A vintage snuffbox is almost nicked at a church party. And then…
While antiques diva Lina Townend mans the bric-a-brac table at the party to raise funds to restore St. Jude’s in Kenninge, her doppelganger argues with a man in a cashmere turtleneck and somebody tries to pocket a valuable 17th-century sterling snuffbox. Thinking it had been donated by mistake, Lina takes the treasure home to safeguard it. A pair of ersatz coppers promptly begin spying on the shop she runs with her mentor, aging gay sophisticate Griff. Then somebody breaks into the shop and rigs their car with two tracking devices.
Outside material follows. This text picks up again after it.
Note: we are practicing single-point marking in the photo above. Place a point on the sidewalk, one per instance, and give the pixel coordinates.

Meanwhile, Robin the vicar takes himself off on a retreat; his pregnant inamorata is so overwrought she can barely handle the police investigation under her command; and Lina’s married ex-boyfriend Morris, a mainstay of the Met’s Fine Arts Squad, pops around to jiggle her hormones again. Two copies of the snuffbox come on the market. Lina keeps getting mistaken for her doppelganger. The man in the cashmere turtleneck goes missing. And Lina’s sire, Lord Elham, takes time from swilling champers and forging masterpieces to acknowledge his many by-blows, two of whom strongly resemble Lina. One old codger will die and another will be sent to intensive care before the doppelganger will be identified, the vicar will plan his wedding, Lina will brace herself for Morris’s move to Paris, Griff will serve homemade lemonade in the garden and the vintage snuffbox will be sent to Victoria and Albert.
Lina’s vocabulary lapses are irritating, and Griff calls her “dear” far too many times to be endearing. This entry, more heavy-handed than Ring of Guilt (2011), suggests that it may be time to give the series a rest.